Oil is getting too expensive? Invest in oil futures. Health care costs are getting out of control? De-regulate the industry and costs will decline--as they invariably do whenever the idiocracy calling itself the Government of the United States takes its hands off the wheel. i-against-i
Having the people with spare wealth invest in oil futures during a worsening oil crisis is, like investing in weapons companies during wartime, a means to making money which has some pretty ugly connoations.
Deregulation of the insane health care system in this country will have the same wonderful effect that deregulation of those Wall Street hedge funds had, so maybe we ought to stop digging our hole deeper and move to a single payer healthcare system. Works for other countries.
As for our Government, it works well when it is run by people who care about it working well; it is an idiotocracy when run by Republicans and smirking chimps.
You know, I am the first to agree that our economy is in trouble, but I do get very nervous when I start hearing all this "eat the rich" hyperbole. One nice thing about it, though, is that it makes it easy for me to distinguish between those with a real understanding of economics and those without. The author of this article, it appears, is in the latter category.
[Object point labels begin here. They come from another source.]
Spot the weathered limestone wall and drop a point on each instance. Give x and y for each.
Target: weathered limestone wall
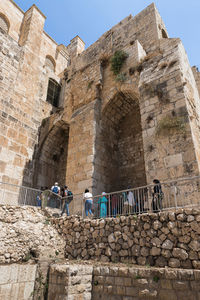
(196, 74)
(169, 144)
(17, 281)
(24, 82)
(145, 283)
(122, 282)
(163, 239)
(15, 16)
(153, 84)
(68, 281)
(81, 149)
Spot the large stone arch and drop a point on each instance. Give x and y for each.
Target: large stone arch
(119, 154)
(51, 157)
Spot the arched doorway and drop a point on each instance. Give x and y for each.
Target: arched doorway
(119, 146)
(51, 158)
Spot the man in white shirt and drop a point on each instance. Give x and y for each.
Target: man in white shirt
(88, 198)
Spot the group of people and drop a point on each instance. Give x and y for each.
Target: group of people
(127, 202)
(46, 197)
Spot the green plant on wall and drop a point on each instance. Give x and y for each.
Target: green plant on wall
(170, 124)
(117, 61)
(121, 77)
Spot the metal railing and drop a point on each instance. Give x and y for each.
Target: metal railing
(172, 195)
(12, 194)
(183, 192)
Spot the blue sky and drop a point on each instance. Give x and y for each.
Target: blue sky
(91, 18)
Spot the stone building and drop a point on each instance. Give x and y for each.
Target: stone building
(66, 117)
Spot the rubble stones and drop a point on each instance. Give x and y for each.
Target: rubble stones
(27, 233)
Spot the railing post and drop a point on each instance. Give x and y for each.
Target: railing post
(109, 206)
(25, 196)
(175, 200)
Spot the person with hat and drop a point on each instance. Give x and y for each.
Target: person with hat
(55, 200)
(103, 205)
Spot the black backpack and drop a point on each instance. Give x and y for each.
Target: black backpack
(70, 196)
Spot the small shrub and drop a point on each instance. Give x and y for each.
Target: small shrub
(104, 59)
(156, 278)
(172, 63)
(149, 118)
(121, 77)
(169, 124)
(44, 121)
(27, 257)
(117, 61)
(90, 84)
(47, 222)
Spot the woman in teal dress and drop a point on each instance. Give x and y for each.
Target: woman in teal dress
(103, 205)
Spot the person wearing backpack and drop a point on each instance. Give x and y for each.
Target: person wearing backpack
(55, 189)
(55, 199)
(157, 196)
(67, 197)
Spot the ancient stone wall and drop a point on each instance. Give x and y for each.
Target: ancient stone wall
(68, 281)
(17, 281)
(108, 131)
(24, 83)
(163, 239)
(144, 283)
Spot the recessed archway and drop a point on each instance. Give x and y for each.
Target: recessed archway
(51, 158)
(119, 146)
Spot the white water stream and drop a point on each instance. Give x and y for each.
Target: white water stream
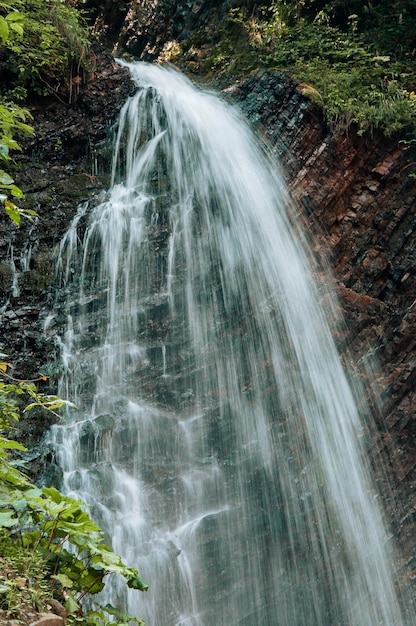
(217, 440)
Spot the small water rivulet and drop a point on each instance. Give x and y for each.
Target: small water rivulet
(217, 438)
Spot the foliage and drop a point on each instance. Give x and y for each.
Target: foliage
(44, 45)
(355, 59)
(50, 47)
(46, 536)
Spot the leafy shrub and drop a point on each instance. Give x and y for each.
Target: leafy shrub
(47, 537)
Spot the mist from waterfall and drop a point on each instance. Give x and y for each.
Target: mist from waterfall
(217, 439)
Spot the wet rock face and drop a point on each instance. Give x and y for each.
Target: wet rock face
(62, 164)
(359, 202)
(357, 196)
(144, 28)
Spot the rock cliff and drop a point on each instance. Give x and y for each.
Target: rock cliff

"A record number of Americans are receiving food stamps," we are alarmingly told at the outset of the piece. But why is this the case? Did the rich cause these poor, wretched, souls to go on the dole by, according to Leonard, "gorge[ing] themselves on 20 percent of the pie?" The assumption made here, and made by all Marxist economists, is that there is a kind of finite amount of goodies in the world. If someone has a million dollars, that's a million less for the rest of us. Preposterous bullshit.
We get more incendiary language like, "allowing the rich to grab such a huge percentage of national wealth..." What the hell is "national wealth"? Do people get rich by "grabbing" it? Man! I've never "grabbed" any wealth that I'm aware of.
I'd like to see some detail on these stats. I'm willing to bet that, for the most part, this 1% consists of highly educated, hard-working, enterprising risk-takers. I don't thik that Sam Walton, Bill Gates, Warren Buffett, or any other of those greedy bastards "grabbed" any "national wealth." (but they sure have created a lot)
Wealth isn't a pinata folks. We aren't all muscling each other aside to get the best piece of candy. We all create wealth when we supply a demand. I'll grant that there's a bit more to it than this, but you get the idea.
The banks and american consumers both made bad decisions and will pay for it. Nuff said.
Oil is getting too expensive? Invest in oil futures. Health care costs are getting out of control? De-regulate the industry and costs will decline--as they invariably do whenever the idiocracy calling itself the Government of the United States takes its hands off the wheel.